Prometheus deployed in monitoring/user gathers K8s metrics and application metrics of the deployed Prometheus in customer environment.

How to

To add application metrics in Prometheus monitoring/user see How to : add servicemonitor.

Important

All metrics in Prometheus deployed in the administration environment (monitoring/caascad and monitoring/user) have the following labels:

  • cc_prom_source: value is CLUSTER_NAME to identify customer environment
  • cc_prom: indicates which Alertmanager sends alerts (monitoring/caascad or monitoring/user)
  • cc_client: value is ZONE_NAME

Thanos

Thanos is the long term storage solution for Prometheus. Data are stored in a S3 bucket.

Thanos is made of many components:

  • a sidecar for Prometheus: gets the metrics of Prometheus and stores them in the S3 bucket.
  • a store gateway: be a gateway for all operations that need access to the S3 bucket (except initial storage : the sidecar does it)
  • a querier: listens for queries (be a datasource for Grafana) and requests all storage places (the sidecar and the store gateway)
  • a compactor: loads the data stored in S3
    • compacts it
    • generates downsampled data
    • stores the results back in S3

Note

Thanos has other components but they are not deployed.

A schema can be found on https://github.com/thanos-io/thanos.

Deployed in:

  • administration environment in monitoring/caascad
  • administration environment in monitoring/user

Each tool group has a specific metrics retention policy.

See:

Exporters

Exporters are sources of metrics. They are independant pieces of software with 2 functions:

  1. gather the metrics from where they are (system metrics, Postgresql, NGinx...)
  2. expose the metrics on a HTTP server

Prometheus scrapes them by connecting to the HTTP server of the exporters.

There are many possible exporters. Applications are supposed to deploy them. However, some basic exporters are deployed with the stack:

  • node exporter: get the system metrics of the operating system (CPU, mem...)
  • kubelet
  • ...

Several Prometheus exporters are deployed.

Node-exporter

Deployed in customer environment caascad-monitoring namespace.

See:

Kube-state-metrics

Deployed in customer environment caascad-monitoring namespace.

Allows to obtain metrics coming from Kubernetes objects like pods, configmaps...

See:

Blackbox-exporter

Deployed in customer environment in caascad-monitoring namespace.

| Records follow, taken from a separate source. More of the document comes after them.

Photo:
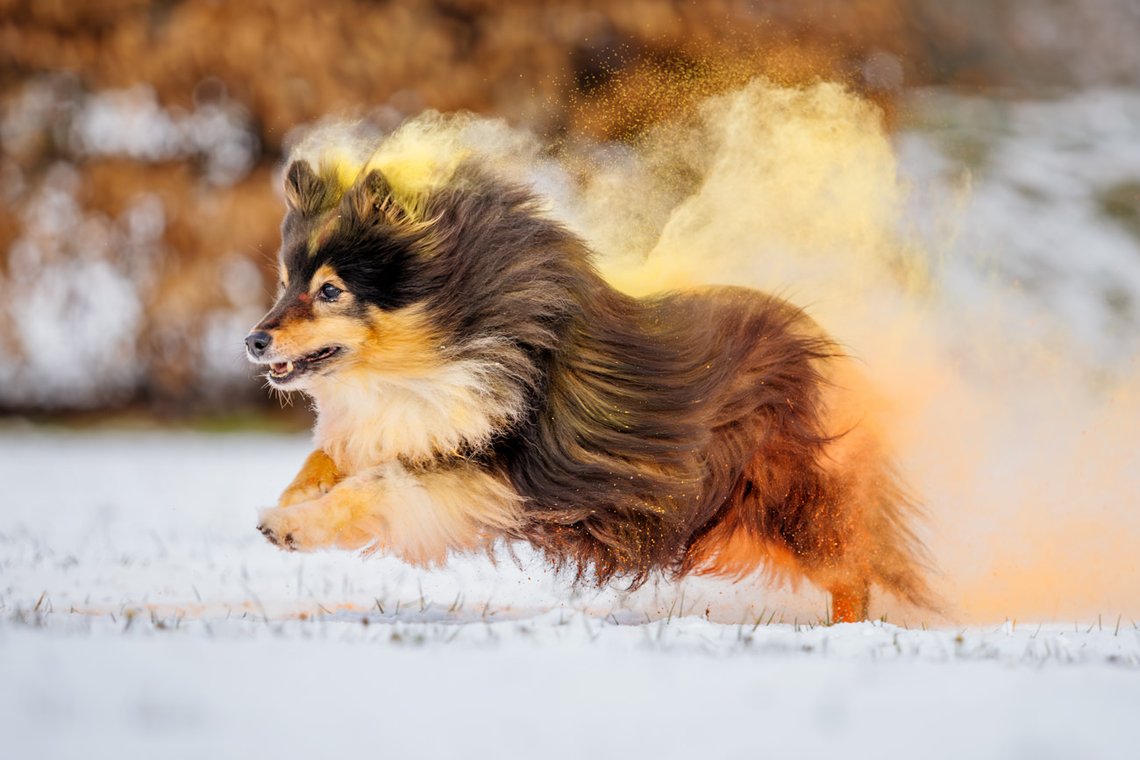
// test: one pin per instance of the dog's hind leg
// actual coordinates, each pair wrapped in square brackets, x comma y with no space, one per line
[849,602]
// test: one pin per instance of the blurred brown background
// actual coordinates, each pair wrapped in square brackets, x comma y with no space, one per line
[139,138]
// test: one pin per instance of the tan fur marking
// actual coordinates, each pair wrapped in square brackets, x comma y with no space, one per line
[420,516]
[317,476]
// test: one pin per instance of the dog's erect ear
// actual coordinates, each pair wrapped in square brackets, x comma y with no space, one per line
[304,191]
[371,201]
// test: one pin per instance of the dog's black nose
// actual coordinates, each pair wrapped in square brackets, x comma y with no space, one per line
[258,342]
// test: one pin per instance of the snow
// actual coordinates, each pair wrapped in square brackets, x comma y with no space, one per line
[141,613]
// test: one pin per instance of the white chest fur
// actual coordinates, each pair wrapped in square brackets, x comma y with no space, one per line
[367,421]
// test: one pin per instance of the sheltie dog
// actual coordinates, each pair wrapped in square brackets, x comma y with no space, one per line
[475,380]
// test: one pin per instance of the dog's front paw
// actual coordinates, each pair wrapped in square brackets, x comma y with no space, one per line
[283,541]
[283,529]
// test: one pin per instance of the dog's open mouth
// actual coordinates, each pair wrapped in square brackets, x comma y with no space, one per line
[283,372]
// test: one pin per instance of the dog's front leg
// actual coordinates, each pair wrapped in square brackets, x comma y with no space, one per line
[421,515]
[318,475]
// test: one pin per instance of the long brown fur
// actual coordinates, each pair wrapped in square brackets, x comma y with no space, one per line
[694,432]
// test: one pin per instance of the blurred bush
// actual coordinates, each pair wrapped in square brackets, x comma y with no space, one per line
[139,139]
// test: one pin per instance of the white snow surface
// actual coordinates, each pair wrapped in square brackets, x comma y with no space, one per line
[143,615]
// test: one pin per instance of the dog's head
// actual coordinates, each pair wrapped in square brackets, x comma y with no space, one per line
[351,285]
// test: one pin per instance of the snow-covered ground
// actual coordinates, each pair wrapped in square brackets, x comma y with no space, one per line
[141,613]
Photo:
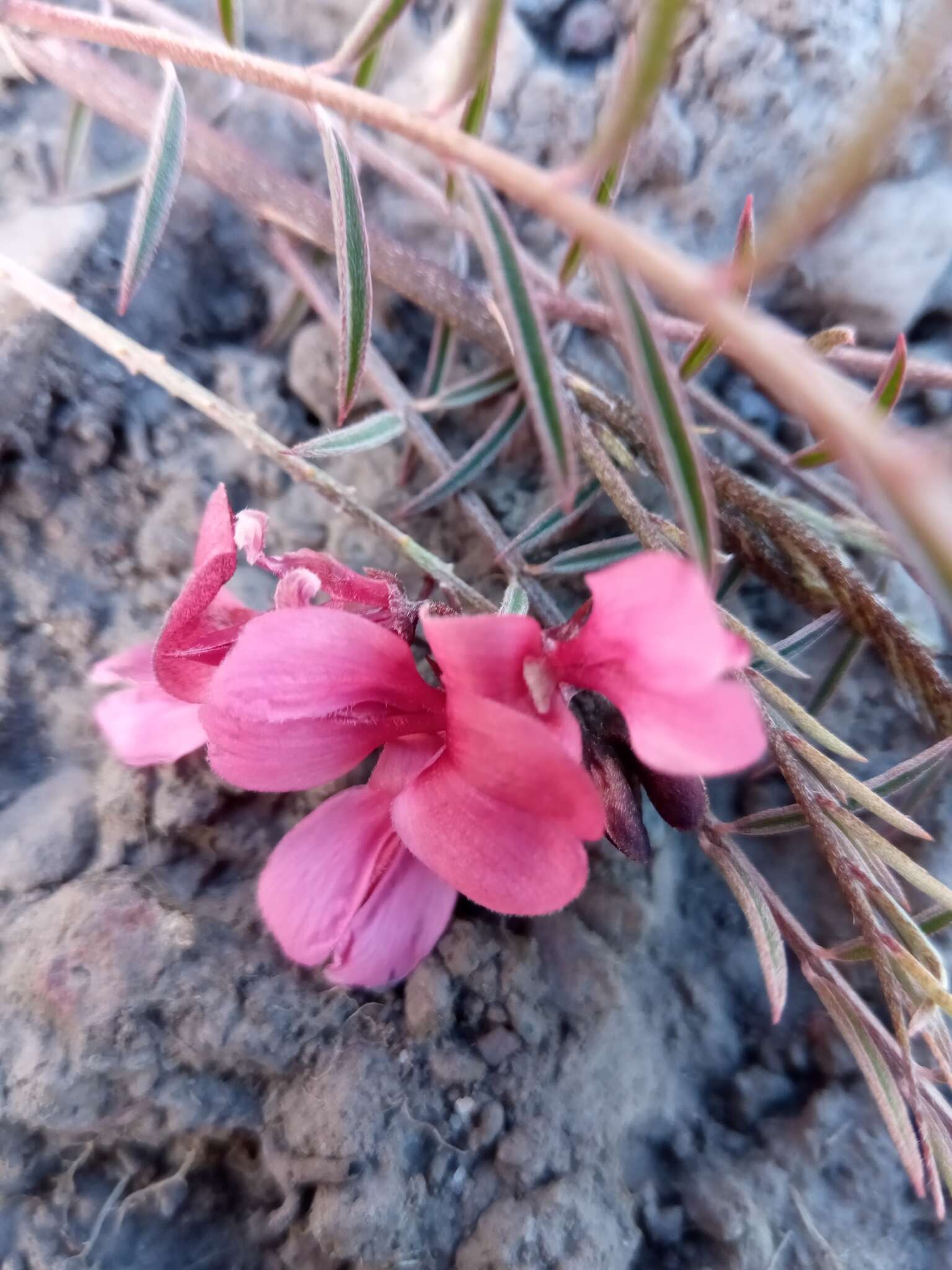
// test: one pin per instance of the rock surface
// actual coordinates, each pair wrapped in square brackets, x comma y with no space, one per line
[597,1089]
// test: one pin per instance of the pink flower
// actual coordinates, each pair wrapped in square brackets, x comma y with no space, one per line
[655,647]
[342,886]
[653,644]
[144,724]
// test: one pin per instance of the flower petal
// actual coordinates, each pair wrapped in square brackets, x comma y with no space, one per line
[133,666]
[306,664]
[299,753]
[319,874]
[655,614]
[516,760]
[145,726]
[707,733]
[485,654]
[509,860]
[205,621]
[397,928]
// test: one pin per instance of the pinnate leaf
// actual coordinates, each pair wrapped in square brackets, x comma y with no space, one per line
[353,259]
[539,376]
[156,193]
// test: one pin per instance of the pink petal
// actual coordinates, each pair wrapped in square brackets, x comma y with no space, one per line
[306,664]
[205,621]
[299,753]
[516,758]
[707,733]
[145,726]
[320,873]
[655,614]
[485,654]
[133,666]
[397,928]
[402,761]
[509,860]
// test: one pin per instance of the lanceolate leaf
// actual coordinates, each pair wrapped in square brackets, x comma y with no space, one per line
[367,32]
[894,375]
[883,1085]
[808,636]
[353,262]
[553,521]
[801,718]
[884,395]
[479,50]
[231,17]
[641,76]
[769,940]
[546,398]
[472,391]
[514,601]
[897,860]
[855,789]
[439,361]
[604,193]
[76,143]
[375,431]
[706,347]
[474,118]
[594,556]
[668,413]
[477,459]
[786,819]
[157,190]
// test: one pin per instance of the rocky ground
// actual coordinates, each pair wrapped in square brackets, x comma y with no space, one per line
[598,1089]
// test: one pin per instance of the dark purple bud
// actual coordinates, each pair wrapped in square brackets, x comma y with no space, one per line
[681,801]
[614,770]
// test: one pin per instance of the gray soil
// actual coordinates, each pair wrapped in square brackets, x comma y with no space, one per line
[597,1089]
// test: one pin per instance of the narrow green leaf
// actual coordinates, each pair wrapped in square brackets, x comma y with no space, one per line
[474,118]
[472,391]
[593,556]
[801,718]
[603,196]
[894,376]
[763,654]
[287,321]
[367,32]
[368,66]
[156,193]
[514,601]
[479,50]
[706,346]
[553,521]
[903,776]
[833,337]
[769,941]
[75,144]
[870,1061]
[643,73]
[231,16]
[439,360]
[369,433]
[855,789]
[837,672]
[808,636]
[549,404]
[353,258]
[897,860]
[884,397]
[477,459]
[668,413]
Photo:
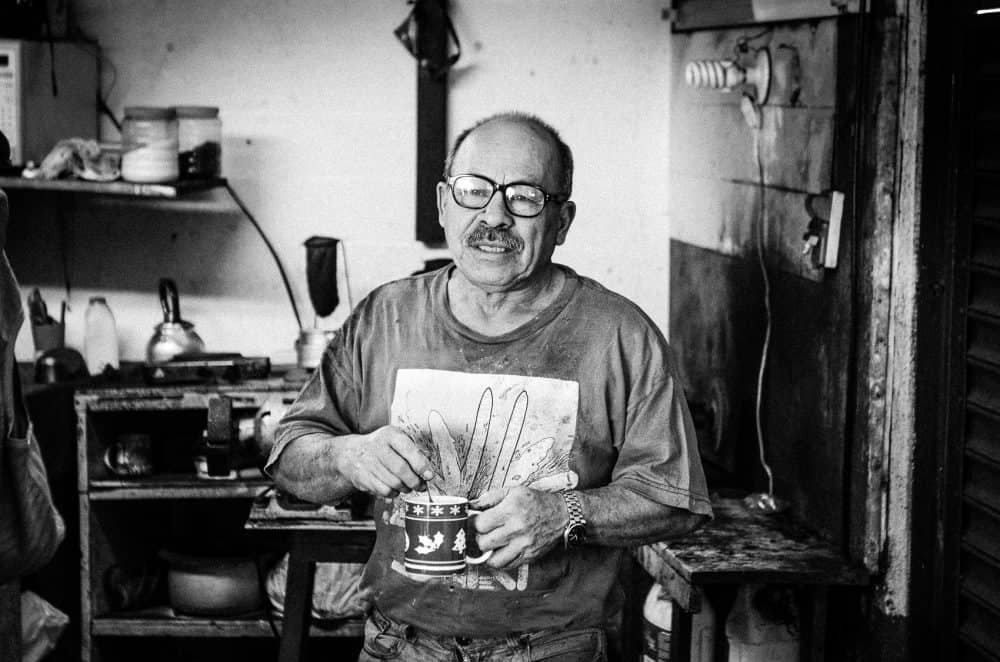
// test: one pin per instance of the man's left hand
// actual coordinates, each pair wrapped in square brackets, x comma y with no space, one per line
[519,524]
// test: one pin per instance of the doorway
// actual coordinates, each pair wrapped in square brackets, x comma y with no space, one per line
[956,588]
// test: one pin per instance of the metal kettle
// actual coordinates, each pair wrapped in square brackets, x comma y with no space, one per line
[173,335]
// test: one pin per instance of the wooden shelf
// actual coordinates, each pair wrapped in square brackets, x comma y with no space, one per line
[167,190]
[186,626]
[176,486]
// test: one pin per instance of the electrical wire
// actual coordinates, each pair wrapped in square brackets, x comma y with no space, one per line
[767,305]
[347,279]
[270,248]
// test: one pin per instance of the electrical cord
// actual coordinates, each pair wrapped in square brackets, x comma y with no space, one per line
[270,248]
[347,280]
[767,308]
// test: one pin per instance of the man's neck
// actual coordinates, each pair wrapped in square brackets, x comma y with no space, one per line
[497,313]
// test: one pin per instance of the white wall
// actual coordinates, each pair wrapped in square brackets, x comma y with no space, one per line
[318,107]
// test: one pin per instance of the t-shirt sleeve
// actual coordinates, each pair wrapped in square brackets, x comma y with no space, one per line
[659,457]
[326,405]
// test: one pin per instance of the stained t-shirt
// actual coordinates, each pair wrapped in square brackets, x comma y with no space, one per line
[583,395]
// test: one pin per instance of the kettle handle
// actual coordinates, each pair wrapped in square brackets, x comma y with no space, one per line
[169,301]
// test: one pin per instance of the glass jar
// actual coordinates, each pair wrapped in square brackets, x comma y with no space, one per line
[149,149]
[200,141]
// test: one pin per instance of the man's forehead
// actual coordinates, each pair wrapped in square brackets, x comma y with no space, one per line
[506,141]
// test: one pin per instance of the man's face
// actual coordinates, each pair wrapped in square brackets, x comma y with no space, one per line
[493,249]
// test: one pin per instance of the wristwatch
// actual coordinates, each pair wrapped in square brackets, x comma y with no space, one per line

Allows to supervise external services (in Blackbox-exporter there are called targets).

There are 4 probes:

  • http requests
  • tcp requests
  • dns requests
  • icmp

To add an external service to monitor, you have to:

  • define a target
  • define a module which uses one of the 4 probes

See:

S3-usage-exporter

Limitation

At the moment this feature is implemented only for Flexible Engine.

S3-usage-exporter is a Prometheus exporter developed by Caascad Team.

Deployed in administration environment.

Allows to obtains S3 bucket size and S3 bucket object number for:

  • docker registry storage backend
  • logs storage backend
  • metrics storage backend

Note

S3 metrics are only available in the Thanos datasource.

See:

Grafana

Deployed in administration environment.

Connected to:

  • Thanos deployed in monitoring/caascad, metrics visible with the Thanos datasource
  • Thanos deployed in monitoring/user, metrics visible with the Thanos-app datasource

Several dashboards are deployed by default:

  • General/Storage S3: to view S3 metrics
  • General/Blackbox-exporter: to view probe metrics
  • Kubernetes/...: to view K8s metrics (node-exporter, kubelet, kube-state-metrics ...).

See:

Alertmanager

The Alertmanager is a router for alerts. It listens for alerts (usually from Prometheus). Some routing rules are applied and the alerts are forwarded to other tools (like mails, sms...)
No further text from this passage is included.